The Fourier transform of the Heaviside step function
The Heaviside step function shows up just about everywhere, with its integral representation and Fourier transform often cropping up in quantum field theory and signal processing. These expressions often lack explanation, so the purpose of this post is to illuminate their origins.
Prerequisites: To understand this post you’ll need to have a passing familiarity with Fourier transforms, distributions, and complex analysis.
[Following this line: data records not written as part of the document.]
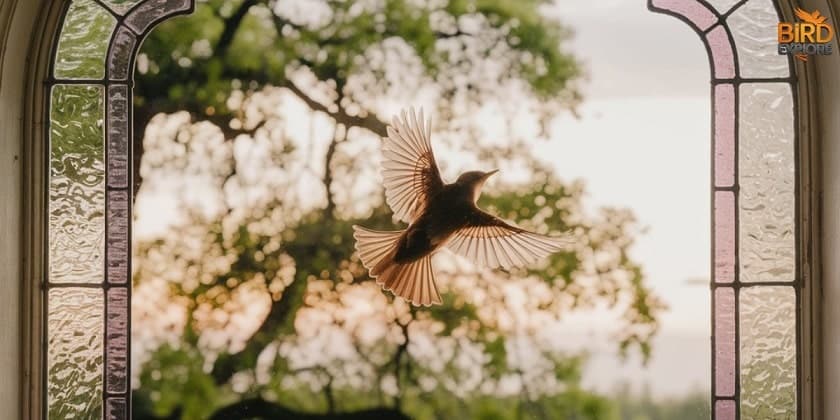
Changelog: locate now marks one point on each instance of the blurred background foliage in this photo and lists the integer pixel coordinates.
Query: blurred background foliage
(265, 117)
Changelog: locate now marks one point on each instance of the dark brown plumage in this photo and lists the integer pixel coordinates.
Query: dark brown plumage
(438, 215)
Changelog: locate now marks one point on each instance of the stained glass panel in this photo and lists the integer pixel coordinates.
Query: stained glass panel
(724, 134)
(83, 41)
(768, 353)
(121, 6)
(77, 184)
(725, 342)
(766, 168)
(722, 55)
(724, 237)
(753, 26)
(722, 6)
(74, 353)
(88, 291)
(119, 58)
(755, 269)
(144, 15)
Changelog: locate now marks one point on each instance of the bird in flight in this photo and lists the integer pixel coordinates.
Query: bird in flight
(438, 215)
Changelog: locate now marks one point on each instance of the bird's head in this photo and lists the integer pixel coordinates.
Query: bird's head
(474, 180)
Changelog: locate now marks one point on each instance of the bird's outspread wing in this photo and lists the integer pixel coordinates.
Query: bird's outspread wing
(490, 241)
(409, 170)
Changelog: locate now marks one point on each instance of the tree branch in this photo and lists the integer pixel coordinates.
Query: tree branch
(258, 408)
(368, 121)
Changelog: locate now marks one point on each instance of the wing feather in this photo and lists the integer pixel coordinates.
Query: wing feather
(488, 240)
(409, 170)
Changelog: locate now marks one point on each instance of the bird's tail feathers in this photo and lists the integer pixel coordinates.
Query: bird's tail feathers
(413, 281)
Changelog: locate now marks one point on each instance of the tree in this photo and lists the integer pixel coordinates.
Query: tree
(272, 239)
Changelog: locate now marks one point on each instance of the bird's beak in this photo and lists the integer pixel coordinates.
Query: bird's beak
(489, 174)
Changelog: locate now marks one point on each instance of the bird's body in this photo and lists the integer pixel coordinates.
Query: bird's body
(439, 215)
(449, 210)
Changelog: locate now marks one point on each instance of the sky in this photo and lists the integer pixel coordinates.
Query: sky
(642, 141)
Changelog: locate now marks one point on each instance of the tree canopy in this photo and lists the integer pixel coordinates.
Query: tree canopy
(255, 305)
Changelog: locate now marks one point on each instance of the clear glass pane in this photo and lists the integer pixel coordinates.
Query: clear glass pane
(768, 353)
(84, 41)
(74, 353)
(767, 180)
(120, 6)
(77, 184)
(754, 27)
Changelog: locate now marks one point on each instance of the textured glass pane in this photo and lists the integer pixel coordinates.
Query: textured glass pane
(694, 11)
(754, 27)
(118, 136)
(77, 184)
(120, 56)
(724, 135)
(118, 219)
(724, 237)
(116, 341)
(116, 409)
(725, 410)
(722, 6)
(74, 353)
(766, 176)
(768, 353)
(121, 6)
(141, 18)
(722, 56)
(84, 41)
(724, 342)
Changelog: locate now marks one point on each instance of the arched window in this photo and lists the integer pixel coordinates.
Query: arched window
(88, 292)
(757, 274)
(757, 279)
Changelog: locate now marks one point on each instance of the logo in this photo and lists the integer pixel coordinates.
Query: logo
(811, 36)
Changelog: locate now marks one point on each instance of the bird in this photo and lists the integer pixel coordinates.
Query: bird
(439, 215)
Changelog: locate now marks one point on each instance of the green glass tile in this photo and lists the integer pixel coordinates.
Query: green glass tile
(77, 184)
(84, 41)
(74, 353)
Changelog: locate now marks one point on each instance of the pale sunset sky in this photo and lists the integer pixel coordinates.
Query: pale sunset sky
(642, 141)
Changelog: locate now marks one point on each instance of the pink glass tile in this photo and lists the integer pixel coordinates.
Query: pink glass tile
(722, 55)
(725, 410)
(724, 237)
(118, 98)
(724, 135)
(116, 341)
(116, 409)
(692, 10)
(724, 342)
(117, 237)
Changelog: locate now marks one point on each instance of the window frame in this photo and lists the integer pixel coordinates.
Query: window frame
(34, 210)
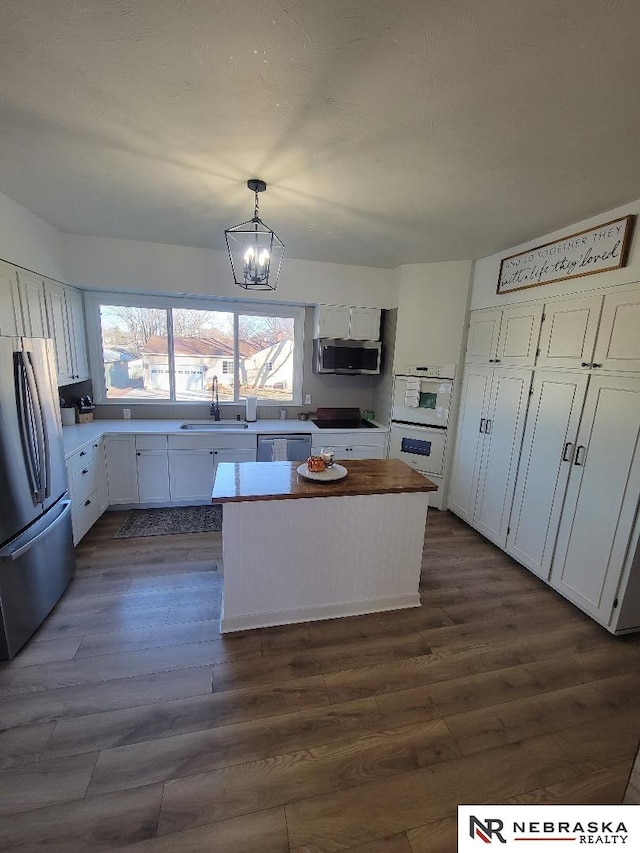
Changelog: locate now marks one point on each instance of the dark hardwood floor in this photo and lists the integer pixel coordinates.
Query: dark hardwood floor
(128, 723)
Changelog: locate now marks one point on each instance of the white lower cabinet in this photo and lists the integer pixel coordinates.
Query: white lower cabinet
(193, 460)
(152, 467)
(86, 477)
(191, 474)
(122, 470)
(491, 424)
(545, 464)
(597, 547)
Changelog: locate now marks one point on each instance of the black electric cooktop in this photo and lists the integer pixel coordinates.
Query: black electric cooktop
(338, 424)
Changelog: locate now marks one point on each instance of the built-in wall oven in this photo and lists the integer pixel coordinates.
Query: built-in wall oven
(419, 420)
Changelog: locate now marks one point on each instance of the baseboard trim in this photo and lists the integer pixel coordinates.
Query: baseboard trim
(314, 614)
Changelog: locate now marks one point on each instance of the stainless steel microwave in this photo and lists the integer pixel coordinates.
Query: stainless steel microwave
(345, 356)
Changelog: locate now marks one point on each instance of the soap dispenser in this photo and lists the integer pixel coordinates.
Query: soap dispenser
(251, 408)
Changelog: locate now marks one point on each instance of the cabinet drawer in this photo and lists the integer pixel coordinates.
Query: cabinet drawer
(82, 458)
(212, 442)
(84, 482)
(151, 442)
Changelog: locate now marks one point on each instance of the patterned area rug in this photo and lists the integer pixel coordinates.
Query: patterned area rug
(167, 520)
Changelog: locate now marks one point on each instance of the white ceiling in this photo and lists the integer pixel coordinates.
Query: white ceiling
(389, 131)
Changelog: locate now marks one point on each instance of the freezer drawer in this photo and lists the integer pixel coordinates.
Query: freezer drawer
(35, 569)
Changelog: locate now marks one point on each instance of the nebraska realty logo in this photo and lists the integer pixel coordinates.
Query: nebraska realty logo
(559, 827)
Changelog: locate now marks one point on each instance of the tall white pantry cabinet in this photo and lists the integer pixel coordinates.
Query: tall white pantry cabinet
(549, 469)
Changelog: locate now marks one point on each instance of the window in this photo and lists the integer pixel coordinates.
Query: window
(154, 349)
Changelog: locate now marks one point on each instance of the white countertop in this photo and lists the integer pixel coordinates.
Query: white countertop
(75, 437)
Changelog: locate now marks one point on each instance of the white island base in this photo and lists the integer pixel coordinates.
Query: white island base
(300, 560)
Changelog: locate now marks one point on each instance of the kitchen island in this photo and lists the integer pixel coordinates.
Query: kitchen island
(296, 550)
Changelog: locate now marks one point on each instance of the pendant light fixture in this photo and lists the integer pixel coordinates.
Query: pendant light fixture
(255, 251)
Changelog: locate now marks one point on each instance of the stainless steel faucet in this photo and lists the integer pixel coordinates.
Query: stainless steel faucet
(214, 411)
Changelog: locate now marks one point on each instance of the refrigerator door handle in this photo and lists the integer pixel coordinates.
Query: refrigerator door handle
(17, 549)
(25, 420)
(41, 436)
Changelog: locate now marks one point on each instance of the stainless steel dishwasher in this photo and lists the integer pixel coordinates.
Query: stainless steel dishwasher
(293, 447)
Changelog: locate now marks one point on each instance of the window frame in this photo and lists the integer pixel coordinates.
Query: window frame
(94, 299)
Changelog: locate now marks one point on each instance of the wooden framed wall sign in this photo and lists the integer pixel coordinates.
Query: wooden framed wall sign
(598, 249)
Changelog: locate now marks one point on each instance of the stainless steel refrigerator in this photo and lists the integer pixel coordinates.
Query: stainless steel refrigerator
(36, 544)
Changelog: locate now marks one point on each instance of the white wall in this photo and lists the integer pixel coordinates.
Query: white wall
(99, 263)
(30, 242)
(483, 293)
(432, 309)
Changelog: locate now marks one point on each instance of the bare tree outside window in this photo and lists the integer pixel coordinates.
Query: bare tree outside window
(139, 363)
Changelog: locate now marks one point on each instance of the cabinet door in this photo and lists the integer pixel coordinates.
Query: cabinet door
(501, 452)
(10, 316)
(153, 476)
(77, 334)
(484, 332)
(602, 497)
(34, 312)
(470, 435)
(519, 335)
(545, 464)
(59, 330)
(122, 478)
(569, 332)
(101, 476)
(332, 321)
(618, 343)
(365, 324)
(191, 475)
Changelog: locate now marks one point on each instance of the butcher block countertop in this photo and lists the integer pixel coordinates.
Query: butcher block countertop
(276, 481)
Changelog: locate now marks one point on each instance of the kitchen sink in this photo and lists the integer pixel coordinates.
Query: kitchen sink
(215, 425)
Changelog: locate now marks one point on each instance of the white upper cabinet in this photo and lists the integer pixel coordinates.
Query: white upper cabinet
(10, 316)
(593, 557)
(66, 327)
(474, 400)
(502, 438)
(506, 336)
(59, 328)
(344, 322)
(569, 332)
(34, 309)
(490, 426)
(484, 331)
(77, 333)
(618, 343)
(519, 334)
(545, 464)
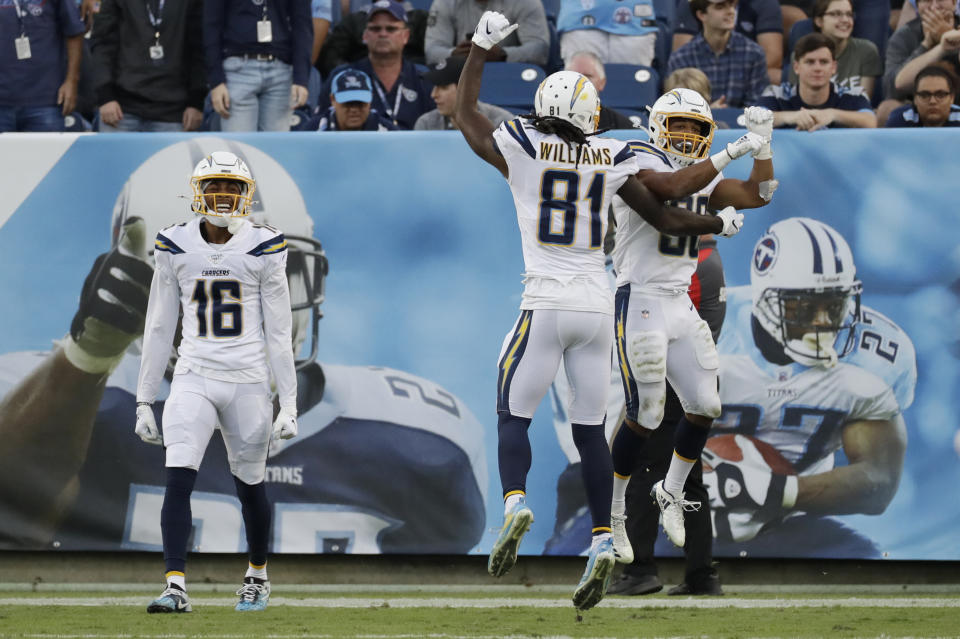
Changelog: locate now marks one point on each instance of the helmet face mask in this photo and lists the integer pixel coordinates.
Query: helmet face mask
(213, 197)
(805, 292)
(684, 144)
(569, 96)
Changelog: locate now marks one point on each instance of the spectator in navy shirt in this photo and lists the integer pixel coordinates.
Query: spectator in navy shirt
(759, 20)
(41, 45)
(399, 93)
(350, 105)
(934, 94)
(258, 60)
(817, 104)
(735, 65)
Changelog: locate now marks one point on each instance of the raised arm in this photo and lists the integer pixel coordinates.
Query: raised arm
(476, 128)
(758, 189)
(690, 179)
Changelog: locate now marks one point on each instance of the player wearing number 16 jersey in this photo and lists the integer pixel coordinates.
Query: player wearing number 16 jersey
(229, 277)
(562, 179)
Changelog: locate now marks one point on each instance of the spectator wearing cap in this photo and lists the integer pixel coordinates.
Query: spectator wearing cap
(451, 23)
(445, 77)
(587, 63)
(735, 65)
(399, 93)
(41, 44)
(616, 32)
(934, 94)
(759, 20)
(817, 104)
(350, 105)
(257, 54)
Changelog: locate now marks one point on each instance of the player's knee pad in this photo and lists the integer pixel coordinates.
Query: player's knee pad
(249, 471)
(651, 400)
(647, 354)
(707, 400)
(183, 455)
(705, 348)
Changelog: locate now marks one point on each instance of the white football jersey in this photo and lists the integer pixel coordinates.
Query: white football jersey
(225, 290)
(562, 202)
(645, 257)
(801, 410)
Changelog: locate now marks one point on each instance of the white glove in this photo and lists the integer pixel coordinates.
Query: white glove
(767, 188)
(732, 221)
(492, 28)
(759, 120)
(147, 425)
(285, 425)
(747, 143)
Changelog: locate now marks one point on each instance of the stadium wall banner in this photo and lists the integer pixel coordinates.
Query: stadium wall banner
(397, 451)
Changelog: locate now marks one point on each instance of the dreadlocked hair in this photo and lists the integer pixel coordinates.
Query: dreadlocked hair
(564, 130)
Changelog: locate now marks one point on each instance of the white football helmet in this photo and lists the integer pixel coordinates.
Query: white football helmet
(684, 148)
(155, 190)
(570, 96)
(806, 294)
(222, 165)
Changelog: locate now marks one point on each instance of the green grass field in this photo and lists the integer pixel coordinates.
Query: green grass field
(463, 612)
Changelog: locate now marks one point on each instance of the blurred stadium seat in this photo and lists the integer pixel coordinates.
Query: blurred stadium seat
(510, 84)
(630, 86)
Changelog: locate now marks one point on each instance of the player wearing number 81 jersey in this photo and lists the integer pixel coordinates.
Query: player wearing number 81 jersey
(562, 179)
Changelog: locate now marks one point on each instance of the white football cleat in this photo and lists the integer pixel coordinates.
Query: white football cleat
(622, 549)
(671, 512)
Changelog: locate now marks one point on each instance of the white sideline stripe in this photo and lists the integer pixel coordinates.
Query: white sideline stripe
(454, 602)
(850, 590)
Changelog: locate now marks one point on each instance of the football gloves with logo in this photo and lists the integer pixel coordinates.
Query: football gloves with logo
(492, 28)
(746, 143)
(732, 221)
(747, 488)
(759, 120)
(285, 425)
(113, 303)
(146, 426)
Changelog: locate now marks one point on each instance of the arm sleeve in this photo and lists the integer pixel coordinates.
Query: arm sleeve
(104, 40)
(213, 25)
(441, 36)
(533, 33)
(278, 330)
(163, 311)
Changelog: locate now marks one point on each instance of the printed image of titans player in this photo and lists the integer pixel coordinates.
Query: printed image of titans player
(810, 370)
(371, 440)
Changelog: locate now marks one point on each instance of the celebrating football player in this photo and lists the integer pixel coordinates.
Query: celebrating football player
(562, 179)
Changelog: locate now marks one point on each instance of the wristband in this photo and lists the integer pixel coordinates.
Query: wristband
(790, 489)
(764, 153)
(721, 160)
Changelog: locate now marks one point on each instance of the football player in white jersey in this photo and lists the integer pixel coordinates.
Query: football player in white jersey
(659, 335)
(228, 276)
(368, 437)
(810, 370)
(562, 181)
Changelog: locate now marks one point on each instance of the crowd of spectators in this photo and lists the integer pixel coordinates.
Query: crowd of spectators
(273, 65)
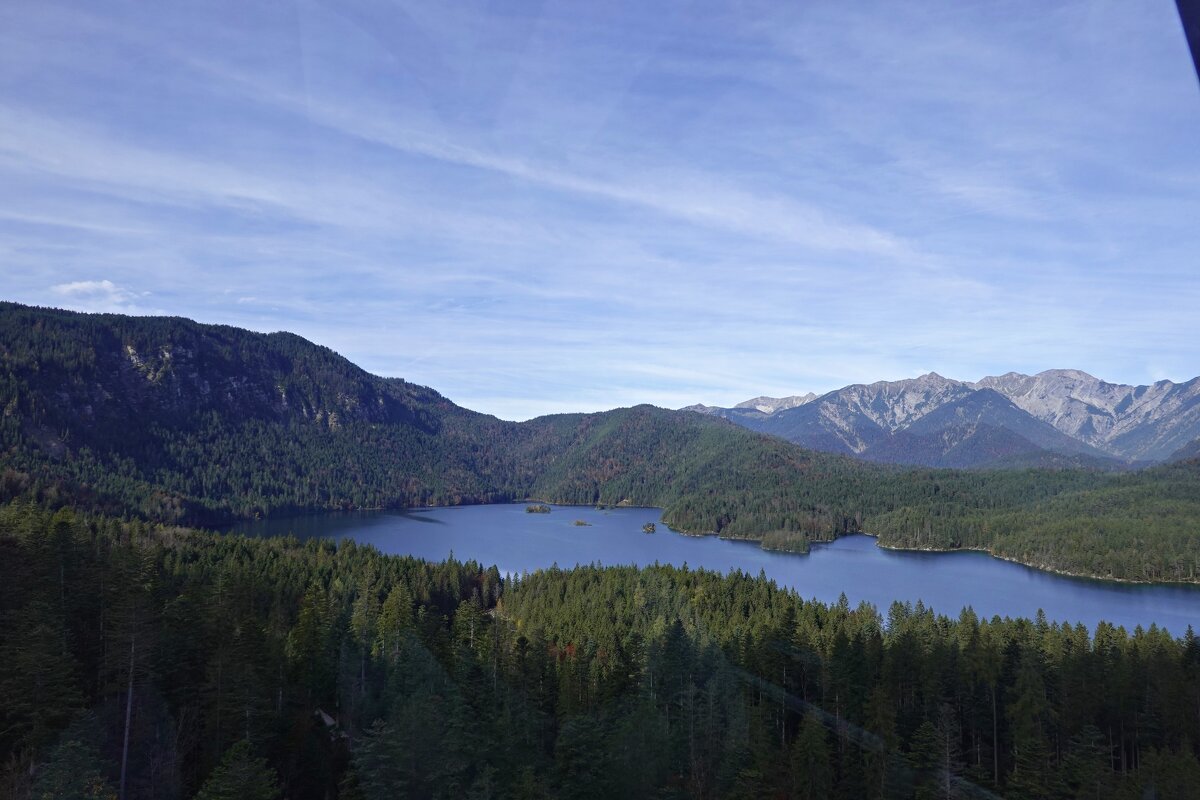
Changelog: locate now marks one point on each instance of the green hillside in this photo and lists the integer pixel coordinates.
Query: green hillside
(183, 422)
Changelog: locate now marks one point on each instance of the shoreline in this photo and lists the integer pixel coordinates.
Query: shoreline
(990, 553)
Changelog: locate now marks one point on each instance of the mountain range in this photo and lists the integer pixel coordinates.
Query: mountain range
(1059, 417)
(168, 420)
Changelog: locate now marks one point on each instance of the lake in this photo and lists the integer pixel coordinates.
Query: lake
(516, 541)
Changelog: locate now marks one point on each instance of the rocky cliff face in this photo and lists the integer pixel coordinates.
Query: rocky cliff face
(1035, 419)
(1132, 422)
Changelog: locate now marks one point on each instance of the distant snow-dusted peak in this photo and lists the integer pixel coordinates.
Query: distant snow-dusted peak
(772, 404)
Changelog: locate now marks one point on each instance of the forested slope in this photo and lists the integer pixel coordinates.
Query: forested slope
(183, 422)
(172, 663)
Recommended Reading: This excellent answer by user Patch on the math StackExchange.
The naive approach
As we know, the Fourier transform \(\tilde{f}(k)\) of a function \(f(x)\) is given by $$\tilde{f}(k) = \int_{-\infty}^{\infty}f(x)e^{-ikx}\mathrm{d}x$$ This problem isn’t hard—presumably, the transform of the Heaviside function is defined as $$\tilde{\theta}(k) = \int_{-\infty}^{\infty}\theta(x)e^{-ikx}\mathrm{d}x.$$ However, there’s a problem with this: the above integral does not converge. Explicitly, we have $$\int_{-\infty}^{\infty}\theta(x)e^{-ikx}\mathrm{d}x = \lim_{a\to\infty}\int_0^ae^{-ikx}\mathrm{d}x = \lim_{a\to\infty}\frac{e^{-ikx}}{-ik}\Big|_{0}^{a} = \lim_{a\to\infty}\frac{1}{ik}(1 - e^{-ika}).$$ One way to skirt around this issue is to take the Fourier transform of something that is almost a step function, then take the limit until the two functions are one and the same. Let’s try the replacement $$\theta(x) \to e^{-\varepsilon{x}}\theta(x)$$ with \(\varepsilon > 0\). With this new definition of \(\theta(x)\), the related Fourier transform becomes $$\begin{aligned} \tilde{\theta}(k) &= \int_{-\infty}^{\infty}e^{-\varepsilon{x}}\theta(x)e^{-ikx}\mathrm{d}x \\ &= \lim_{a\to\infty}\int_0^ae^{-x(\varepsilon + ik)}\mathrm{d}x \\ &= \lim_{a\to\infty}\frac{e^{-x(\varepsilon + ik)}}{-(\varepsilon + ik)}\Big|_0^a \\ &= \lim_{a\to\infty}\frac{1}{\varepsilon + ik}(1 - e^{-a(\varepsilon + ik)}) \\ &= \frac{1}{\varepsilon + ik} \end{aligned}$$ Presumably we could then take \(\lim_{\varepsilon\to0^+}\) to recover the true Fourier transform of the step function. But if that’s the case, what’s going on at \(k = 0\)?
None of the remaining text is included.